I’m not one for “revising”. I mean, seems like a wasteful endeavor, certainly something my Grandmother would have disapproved of. I have definitely said and done various things I have later regretted. Fighting with Grandma the night before she died was certainly in that category. I was 17 though and I forgave myself long ago. That ate me up for a while. I learned from it, and I grew up and learned to be more grateful. Our whole family in turn each had regretted something they said or did leading up to her death. We all learned to say “I Love You” more. To this day we always say “I Love you” at the end of a call. My sister has even called back, just to say it. 🙂
I wish Neil Young hadn’t done that “robot” album; caused him a lot of grief at the time, and it was downright AWFUL. Yet, I read in one biography that he was inspired with electronic sound because of his work with electronics with toy trains. Young had built this whole intricate and GIGANTIC model train “village” for his disabled son. He believed that all children should have a chance to play. So he rigged up a big BUTTON that his son could use to control some of the basic functions of the train. Very cool. So all things have a purpose. Changing one string in the fabric of your own past could unravel everything, and leave ya naked as the day you were born…and then where would you be?
No, this one took some careful thought. If I could change something it would be to go back to neverland when my girlfriend Clare was going through all her “stuff”, I would have called her more. Maybe even gone so far as to have once gone out of my comfort zone and taken a bus down to visit her. Just once. Years later now we have completely lost touch. I regret not trying harder when she really needed me.

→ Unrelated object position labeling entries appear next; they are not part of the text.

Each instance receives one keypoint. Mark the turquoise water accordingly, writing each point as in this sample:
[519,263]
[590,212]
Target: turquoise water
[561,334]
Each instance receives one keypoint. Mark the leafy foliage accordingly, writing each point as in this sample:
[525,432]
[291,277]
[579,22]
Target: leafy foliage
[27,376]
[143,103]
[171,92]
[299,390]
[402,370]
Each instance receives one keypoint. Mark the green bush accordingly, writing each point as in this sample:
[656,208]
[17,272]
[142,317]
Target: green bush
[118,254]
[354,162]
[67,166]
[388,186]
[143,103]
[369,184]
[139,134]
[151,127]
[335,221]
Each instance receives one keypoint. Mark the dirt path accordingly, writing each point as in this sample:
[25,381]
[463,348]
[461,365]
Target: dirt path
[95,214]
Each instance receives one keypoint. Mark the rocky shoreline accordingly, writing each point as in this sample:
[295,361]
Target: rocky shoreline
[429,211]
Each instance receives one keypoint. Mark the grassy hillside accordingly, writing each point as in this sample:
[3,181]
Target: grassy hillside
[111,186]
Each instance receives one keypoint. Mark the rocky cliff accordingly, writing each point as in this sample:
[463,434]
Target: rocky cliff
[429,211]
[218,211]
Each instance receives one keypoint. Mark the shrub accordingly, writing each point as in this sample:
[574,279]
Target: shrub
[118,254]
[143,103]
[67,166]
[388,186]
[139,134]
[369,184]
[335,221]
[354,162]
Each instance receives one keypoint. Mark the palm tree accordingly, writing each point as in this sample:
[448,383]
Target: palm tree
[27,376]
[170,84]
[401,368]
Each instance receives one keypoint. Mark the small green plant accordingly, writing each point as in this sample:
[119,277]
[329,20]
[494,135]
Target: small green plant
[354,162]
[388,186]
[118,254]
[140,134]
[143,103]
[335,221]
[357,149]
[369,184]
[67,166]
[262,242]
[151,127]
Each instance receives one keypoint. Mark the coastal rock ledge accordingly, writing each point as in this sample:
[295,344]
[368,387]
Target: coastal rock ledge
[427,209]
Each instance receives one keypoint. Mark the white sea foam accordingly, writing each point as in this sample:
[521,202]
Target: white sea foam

I mean if I really want to go back and pick off some scabs we could poke around in that time of my life some more. That place in time has a lot of old wounds, from a long time ago in a land far far away. I won’t though. All that has been lying on the road somewhere WAY behind me, I’m not going back for that, its long gone out my “gunny sac”.
If any revising is done for me, its to scrap away some of the horrible memories of some of their nastiness, to take the sting out for later on. I mean, time does that in its own course, so I’m not sure if that qualifies “strickly” as revisionist…but we do either remember the good more than the bad, or vice versa. Some of us are positive in our outlook, and some prefer to wallow in their transgressions.